Das Oberlandesgericht hat bei seiner pauschalen Behauptung, der Haftgrund der Fluchtgefahr sei „vom Erstgericht zutreffend angenommen" worden, „weil der Angeklagte als Asylant in Österreich sozial nicht integriert ist und seinen eigenen Angaben zufolge ‚flüchten wollte'", übersehen, dass seine Entscheidung diejenige des Erstgerichtes nicht bloß zu beurteilen, sondern zu ersetzen hat (14 Os 47/02 [= SSt 64/18], 14 Os 128/03, 14 Os 138/03, 13 Os 89/04). Solcherart wurden die konkreten Lebensverhältnisse des Angeklagten und die Frage eines festen Wohnsitzes vollends übergangen und zudem verkannt, dass der Angeklagte seine angeblich geäußerte Fluchtabsicht auf die Anhaltung durch den Kaufhausdetektiv (§ 86 Abs 2 StPO) bezogen und damit noch keine Anstalten zur Flucht (= sich dem Strafverfahren zu entziehen) getroffen hat.
Im Übrigen geht aus einer Bestätigung der Caritas-Ausländerhilfe hervor, dass Dschamschid S***** bereits seit ordnungsgemäß gemeldet im selben Flüchtlingshaus wohnt und seine drei Kinder die Schule besuchen, sodass von Fluchtgefahr wohl nicht die Rede sein kann.
Bleibt anzumerken, dass entgegen der Ansicht des Oberlandesgerichtes die Einbringung der Anklageschrift den dringenden Tatverdacht nicht begründet. Selbst die über einen Einspruch ergangene Entscheidung, es werde der Anklage Folge gegeben, setzt keinen dringenden, vielmehr nur unqualifizierten Tatverdacht voraus (vgl § 213 Abs 1 Z 2 StPO). Von seiner ihm durch § 7 Abs 1 GRBG eingeräumten Befugnis, trotz festgestellter Grundrechtsverletzung von der Aufhebung der angefochtenen Entscheidung abzusehen (vgl zuletzt 15 Os 36/05s), macht der Oberste Gerichtshof vorliegend schon deshalb nicht Gebrauch, weil ungeachtet der Frage, ob auch hinsichtlich der Absicht (§ 5 Abs 3 StGB), sich die weggenommene Parfumflasche zu erhalten (§ 131 erster Fall StGB), die Dringlichkeit des Tatverdachts zu bejahen ist (vgl dazu S 38 und 41), bei dem bislang strafrechtlich nicht einschlägig in Erscheinung getretenen Angeklagten die Fortsetzung der bereits erheblich mehr als zwei Monate andauernden Untersuchungshaft zur Bedeutung der Sache außer Verhältnis stünde (§ 180 Abs 1 zweiter Satz StPO).

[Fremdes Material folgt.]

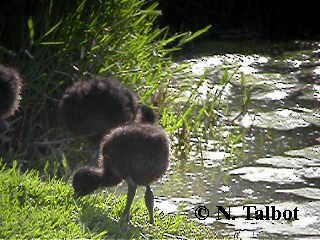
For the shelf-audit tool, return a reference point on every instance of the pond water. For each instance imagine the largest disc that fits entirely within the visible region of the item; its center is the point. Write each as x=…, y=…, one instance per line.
x=278, y=163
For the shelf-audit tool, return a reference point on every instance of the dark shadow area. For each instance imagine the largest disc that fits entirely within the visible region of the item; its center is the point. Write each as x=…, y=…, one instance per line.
x=272, y=19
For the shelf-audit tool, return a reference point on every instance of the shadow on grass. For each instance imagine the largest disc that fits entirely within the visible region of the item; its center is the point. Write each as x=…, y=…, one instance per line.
x=98, y=221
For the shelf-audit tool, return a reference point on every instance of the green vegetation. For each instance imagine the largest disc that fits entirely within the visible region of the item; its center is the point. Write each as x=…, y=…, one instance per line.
x=67, y=43
x=33, y=208
x=99, y=38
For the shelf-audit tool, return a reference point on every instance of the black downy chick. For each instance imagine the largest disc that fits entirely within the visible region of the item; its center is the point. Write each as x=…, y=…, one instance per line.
x=137, y=153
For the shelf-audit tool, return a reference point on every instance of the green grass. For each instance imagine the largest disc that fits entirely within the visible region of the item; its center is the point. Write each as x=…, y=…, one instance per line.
x=34, y=208
x=119, y=38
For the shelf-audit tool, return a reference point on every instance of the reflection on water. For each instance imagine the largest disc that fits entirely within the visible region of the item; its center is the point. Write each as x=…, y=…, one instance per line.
x=279, y=162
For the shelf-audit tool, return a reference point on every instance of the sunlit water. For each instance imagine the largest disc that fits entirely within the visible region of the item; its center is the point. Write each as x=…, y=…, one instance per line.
x=279, y=162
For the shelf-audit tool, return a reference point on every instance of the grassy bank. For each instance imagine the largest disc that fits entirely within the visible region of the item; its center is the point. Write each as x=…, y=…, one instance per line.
x=119, y=38
x=34, y=208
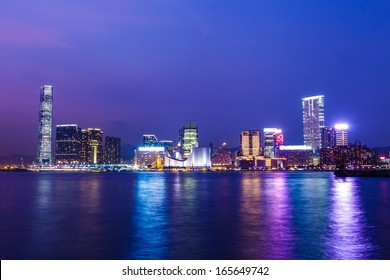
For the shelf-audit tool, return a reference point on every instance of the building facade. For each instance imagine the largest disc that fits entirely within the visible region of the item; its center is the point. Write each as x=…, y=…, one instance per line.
x=341, y=132
x=271, y=137
x=112, y=150
x=68, y=144
x=350, y=156
x=313, y=120
x=150, y=140
x=188, y=137
x=45, y=125
x=91, y=146
x=250, y=143
x=296, y=155
x=328, y=137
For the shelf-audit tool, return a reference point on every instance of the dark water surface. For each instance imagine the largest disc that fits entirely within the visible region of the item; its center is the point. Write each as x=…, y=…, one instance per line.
x=210, y=215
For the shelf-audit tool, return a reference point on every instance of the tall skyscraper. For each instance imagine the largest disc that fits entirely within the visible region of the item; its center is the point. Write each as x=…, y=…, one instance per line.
x=68, y=145
x=150, y=140
x=328, y=137
x=112, y=150
x=270, y=141
x=45, y=125
x=91, y=146
x=250, y=141
x=188, y=137
x=313, y=120
x=341, y=134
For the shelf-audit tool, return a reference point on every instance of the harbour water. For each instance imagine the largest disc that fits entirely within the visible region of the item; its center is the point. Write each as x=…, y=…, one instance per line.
x=193, y=215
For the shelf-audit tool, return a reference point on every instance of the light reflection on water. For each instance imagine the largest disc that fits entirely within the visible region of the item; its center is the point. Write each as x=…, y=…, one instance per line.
x=347, y=239
x=205, y=215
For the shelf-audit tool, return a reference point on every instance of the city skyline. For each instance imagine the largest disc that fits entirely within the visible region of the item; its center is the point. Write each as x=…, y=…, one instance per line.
x=138, y=68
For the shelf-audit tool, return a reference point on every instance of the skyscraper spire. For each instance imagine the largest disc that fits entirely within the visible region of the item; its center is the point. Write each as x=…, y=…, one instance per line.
x=45, y=125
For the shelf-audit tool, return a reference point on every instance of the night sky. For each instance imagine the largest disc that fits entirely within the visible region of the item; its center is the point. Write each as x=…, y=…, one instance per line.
x=137, y=67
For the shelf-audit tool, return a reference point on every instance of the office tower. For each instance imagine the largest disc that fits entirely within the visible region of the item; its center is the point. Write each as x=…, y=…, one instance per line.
x=112, y=150
x=270, y=141
x=150, y=140
x=279, y=138
x=313, y=120
x=188, y=137
x=45, y=125
x=68, y=145
x=328, y=137
x=91, y=146
x=250, y=142
x=341, y=134
x=168, y=145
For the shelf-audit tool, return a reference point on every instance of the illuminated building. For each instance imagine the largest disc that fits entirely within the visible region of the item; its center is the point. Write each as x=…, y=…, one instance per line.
x=296, y=155
x=148, y=157
x=313, y=120
x=250, y=142
x=328, y=137
x=45, y=125
x=91, y=146
x=271, y=135
x=168, y=145
x=112, y=150
x=188, y=136
x=150, y=140
x=198, y=158
x=222, y=157
x=350, y=156
x=68, y=146
x=341, y=134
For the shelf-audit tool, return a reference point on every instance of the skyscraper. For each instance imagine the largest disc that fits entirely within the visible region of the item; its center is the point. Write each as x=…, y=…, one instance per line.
x=45, y=125
x=270, y=141
x=341, y=134
x=328, y=137
x=250, y=141
x=68, y=146
x=150, y=140
x=112, y=150
x=313, y=120
x=188, y=137
x=91, y=146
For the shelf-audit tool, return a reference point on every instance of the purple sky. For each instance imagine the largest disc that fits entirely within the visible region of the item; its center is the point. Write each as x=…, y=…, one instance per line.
x=135, y=67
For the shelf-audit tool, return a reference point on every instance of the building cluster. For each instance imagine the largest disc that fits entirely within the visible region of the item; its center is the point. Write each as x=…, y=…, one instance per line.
x=73, y=145
x=323, y=146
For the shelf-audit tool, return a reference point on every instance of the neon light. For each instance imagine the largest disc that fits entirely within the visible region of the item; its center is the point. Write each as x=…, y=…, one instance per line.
x=151, y=149
x=341, y=126
x=295, y=147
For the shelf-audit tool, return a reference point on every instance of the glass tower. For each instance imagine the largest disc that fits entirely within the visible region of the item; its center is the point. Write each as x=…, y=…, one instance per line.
x=45, y=125
x=188, y=137
x=250, y=143
x=313, y=120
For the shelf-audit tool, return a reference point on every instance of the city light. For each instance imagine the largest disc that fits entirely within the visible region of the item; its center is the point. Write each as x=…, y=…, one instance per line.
x=341, y=126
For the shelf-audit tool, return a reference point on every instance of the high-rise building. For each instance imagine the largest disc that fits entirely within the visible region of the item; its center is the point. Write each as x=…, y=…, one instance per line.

Schließlich sieht sich der Oberste Gerichtshof veranlasst, auf eine Missachtung des Beschleunigungsgebotes des § 193 Abs 1 StPO hinzuweisen. Nach fast zweimonatiger Untersuchungshaft wurde am die Hauptverhandlung zur Vorführung eines in der Nähe von Wien wohnhaften Zeugen (übrigens ohne Ladungsnachweis; vgl aber § 242 Abs 1 StPO) auf einen fast zwei Monate in der Zukunft liegenden Termin vertagt, was den Erfordernissen des Grundrechtsschutzes zuwiderläuft (vgl Art 5 Abs 3 zweiter Satz MRK).